And as far as Mr-In-His-Fifties is concerned, the insult continues, because there is nothing wrong with his intellectual aptitude, but the people whose cars he so faithfully fills speak "whale" to him without any regard to whether he is fluent in English.
It's saddening to read the online banter around whether previously disadvantage individuals (PDIs) can be racist. Who has stopped to think whether you really want PDIs to be racist? A small proportion of PDIs resorted to violence to bring an end to Apartheid, and that after many decades of appeals to common sense and logic. Why would any right-thinking person want to start accusing PDIs of racism? If anything, you want to see the desire for peace and a "normal" life in PDIs.

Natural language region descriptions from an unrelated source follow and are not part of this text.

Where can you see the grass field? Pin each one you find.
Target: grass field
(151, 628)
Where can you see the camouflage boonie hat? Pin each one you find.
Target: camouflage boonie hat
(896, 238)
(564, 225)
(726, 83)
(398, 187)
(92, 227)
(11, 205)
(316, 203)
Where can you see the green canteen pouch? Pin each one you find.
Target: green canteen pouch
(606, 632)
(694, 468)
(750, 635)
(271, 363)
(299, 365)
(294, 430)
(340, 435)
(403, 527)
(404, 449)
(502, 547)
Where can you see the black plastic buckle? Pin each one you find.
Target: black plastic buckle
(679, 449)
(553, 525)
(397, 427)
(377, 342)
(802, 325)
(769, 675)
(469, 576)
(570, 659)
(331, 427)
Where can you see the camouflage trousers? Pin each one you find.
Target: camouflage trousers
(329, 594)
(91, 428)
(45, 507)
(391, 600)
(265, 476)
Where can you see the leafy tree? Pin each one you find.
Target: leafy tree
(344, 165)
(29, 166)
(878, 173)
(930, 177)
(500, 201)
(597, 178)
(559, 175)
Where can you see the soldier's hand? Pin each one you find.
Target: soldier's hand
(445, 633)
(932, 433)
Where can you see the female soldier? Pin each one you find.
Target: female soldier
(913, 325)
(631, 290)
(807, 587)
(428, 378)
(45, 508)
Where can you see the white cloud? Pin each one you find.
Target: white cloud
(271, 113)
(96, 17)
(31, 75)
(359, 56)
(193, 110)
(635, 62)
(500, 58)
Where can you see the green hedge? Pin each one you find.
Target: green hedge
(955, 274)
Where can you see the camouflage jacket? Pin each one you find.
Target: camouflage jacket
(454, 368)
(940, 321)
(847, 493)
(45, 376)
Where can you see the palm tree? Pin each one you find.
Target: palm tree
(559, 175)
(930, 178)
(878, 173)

These instigators trawl online networks with complaints of how threatened they feel by PDIs from the comfort of a home where they are sharing a toilet with 2 or maybe 3 other people. They sleep in a private bedroom, and shout at their neighbours for letting their dogs bark at night. They heckle PDI lecturers for their heavy accent, calling them incomprehensible and accusing them of negatively affecting their education.
They party with "their own kind", only consider romance with the same, and complain about how hard life is having to keep up their mortgage payments, credit card bill and school fees. They scrutinize the CV of the PDI, finding it incredible or nearly illegible, forgetting that their own colleagues are poor writers, or are lazy, or mendacious.
They love their power and wield it with cocky pride. They love their fear of the unknown and huddle together with others like them to reinforce their fear, never thinking that their fear is irrational. They claim they have a culture that the others don't understand. They claim to have tastes that are better and more refined. They believe they can learn nothing from the unknown.
But it's just fear; fear that if they open up and let loose, they will become irrelevant. They are afraid that their "friends" will judge them. They are afraid that those they ignore, victimize and treat harshly will, with a little bit of room, do the same to them. But they fail to understand that their culture of racism is the reason for their fear.